How and Whether Cisco Helps Sub-Saharan Africa

One of the biggest sponsors of the World Economic Forum at Davos this year was Cisco. That’s entirely natural: Cisco is huge and global and powerful, which is all you need in Davos. And Cisco does its part to make the world a better place, too: more than 2 million students have passed through its Networking Academy Program, which has more than 11,000 academies in over 160 countries.

But when Marc Musgrove, Cisco’s PR chief, cornered me in Davos and started trying to sell me on all the wonderful things that Cisco was doing in sub-Saharan Africa, I was a bit dubious. Sub-Saharan Africa doesn’t need networking equipment, it needs clean water, and widespread efforts to eradicate malaria and Aids. This kind of thing generally strikes me as reminiscent of failed 1970s-era industrial policies:

Turning Ethiopia, one of the world’s poorest nations, from an agriculture-based economy to one influenced heavily by information and knowledge is no small challenge. But it is one the Ethiopian government is intent on rising to – with help from Cisco Systems.

In fact, the government sees this transition as vital for the future of the country.

The man in charge of selling Cisco’s networking equipment to emerging-market goverments like Ethiopia’s is Scott Blacklin, and I spoke to him at some length today. Blacklin is unapologetically commercial: he says that Cisco asks him to be just as profitable in Africa as he is anywhere else in the world. Sure, he’ll pinch-hit for the philanthropic arm of the company when they ask him nicely, but his job is to make money by selling networking equipment to emerging-market countries, and in pursuit of that job he’ll happily look at the World Bank’s priorities and try to make sure that Cisco gets as many of the resulting contracts as it can. "It’s abundantly commercial, I’m not here to save the world," he says. But he also understands the importance of understanding the bigger picture: "We do ourselves no favor by thinking that the willy-nilly dissemination of networking gear is a good thing without the ability of the population to absorb and use it."

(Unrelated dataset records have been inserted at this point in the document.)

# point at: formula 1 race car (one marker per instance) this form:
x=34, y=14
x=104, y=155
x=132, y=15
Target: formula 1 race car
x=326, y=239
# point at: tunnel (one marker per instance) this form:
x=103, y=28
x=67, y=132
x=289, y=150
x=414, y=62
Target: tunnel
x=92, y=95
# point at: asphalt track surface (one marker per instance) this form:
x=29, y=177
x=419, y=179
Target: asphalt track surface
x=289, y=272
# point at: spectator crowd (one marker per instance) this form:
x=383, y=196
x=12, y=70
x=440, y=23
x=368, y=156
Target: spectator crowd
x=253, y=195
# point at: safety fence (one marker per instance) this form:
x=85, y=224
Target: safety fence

That said, however, Blacklin is optimistic about the ability of networking gear to change sub-Saharan Africa for the better. It does so in commercial projects, where the government or schools or hospitals are networked. Where there is electricity, says Blacklin, there can be networking, and "there is a role for arming people with information in categories that they can use".

And of course the non-profit arm of Cisco is interested in sub-Saharan Africa as well. Blacklin, wearing his corporate rather than his sales hat, got into an interesting discussion in Davos about malaria diagnostics. In many parts of the continent, if a child falls ill, he or she might have to walk for 24 or 36 hours just to find out whether it’s malaria or only a fever. (This is something which World Bank managing director Ngozi Okonjo-Iweala knows at first hand.) Cisco, then, is interested in partnering with a pharmaceutical company which aims to eliminate malaria in Africa; Cisco’s role would be to use computer networking to get diagnosis immediately, rather than with a possibly fatal 24-hour delay.

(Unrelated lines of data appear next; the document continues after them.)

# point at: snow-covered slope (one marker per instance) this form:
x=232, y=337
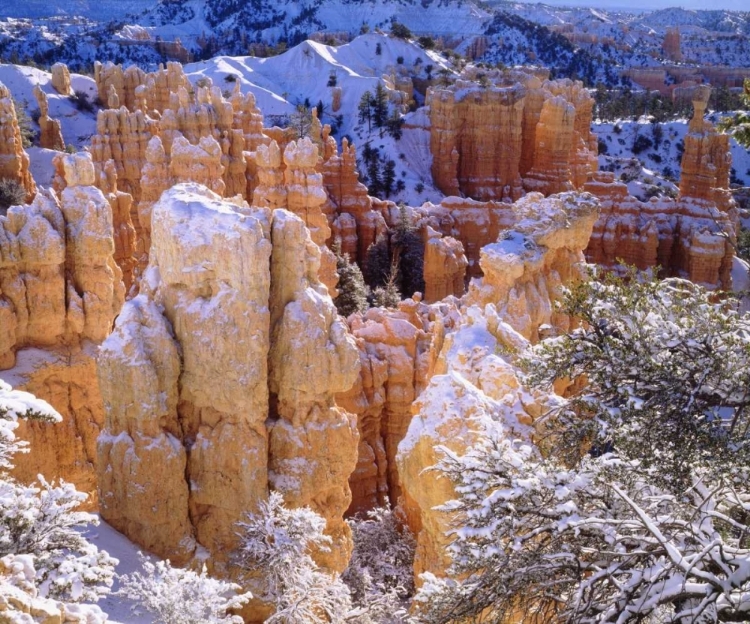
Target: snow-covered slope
x=659, y=152
x=268, y=20
x=301, y=76
x=77, y=126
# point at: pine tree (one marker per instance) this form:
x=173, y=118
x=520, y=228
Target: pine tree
x=388, y=295
x=739, y=125
x=409, y=254
x=373, y=173
x=380, y=107
x=378, y=262
x=352, y=289
x=365, y=109
x=389, y=177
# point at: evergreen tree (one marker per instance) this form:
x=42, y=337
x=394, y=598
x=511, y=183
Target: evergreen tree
x=378, y=262
x=409, y=253
x=380, y=107
x=627, y=501
x=365, y=109
x=388, y=295
x=301, y=121
x=394, y=123
x=373, y=173
x=389, y=177
x=352, y=295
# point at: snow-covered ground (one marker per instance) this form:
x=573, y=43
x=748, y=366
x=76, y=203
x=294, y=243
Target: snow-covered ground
x=661, y=154
x=119, y=608
x=301, y=75
x=77, y=126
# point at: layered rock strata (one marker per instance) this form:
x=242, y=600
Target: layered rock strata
x=511, y=132
x=474, y=375
x=60, y=290
x=689, y=237
x=50, y=136
x=14, y=161
x=218, y=382
x=444, y=267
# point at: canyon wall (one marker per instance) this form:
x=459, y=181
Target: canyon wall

Blacklin is humble about Cisco’s ability to make a big difference. Cisco’s a very small player in the development space, and a lot of what it’s trying to do isn’t going to work. What’s more, Cisco has definitely not signed on to Bill Gates’s idea that international companies should be operating on a breakeven basis rather than a for-profit basis when serving the bottom billion.

Cisco’s also well aware of some huge constraints on what it can do, starting with the supply of electricity – which is obviously necessary for any kind of communications equipment to work – and continuing on to questions of literacy. But Blacklin is of the opinion that Africans don’t actually need a lot of literacy in order to be able to use computers to learn about disease prevention or what to do in the event of a crop failure.

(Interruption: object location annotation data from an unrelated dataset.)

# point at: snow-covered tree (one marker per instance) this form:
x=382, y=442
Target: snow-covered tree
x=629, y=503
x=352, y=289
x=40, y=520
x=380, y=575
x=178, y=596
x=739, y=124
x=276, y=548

That might be true. And if I were Cisco, I’d be working in the same space: companies should help out where they can. If I were a government minister in a sub-Saharan country, however, trying to wrangle ownership of all the development programs going on, I’d still be very sceptical of just how much information and communications technology can really achieve. All too often, companies like Cisco will come along and offer to donate valuable resources and expertise, and governments don’t want to turn down the offer, even if it doesn’t easily fit in to a broader strategic vision. For long-term sustainable results, however, it’s often important to stick to the plan, and not get sidetracked by shiny new toys.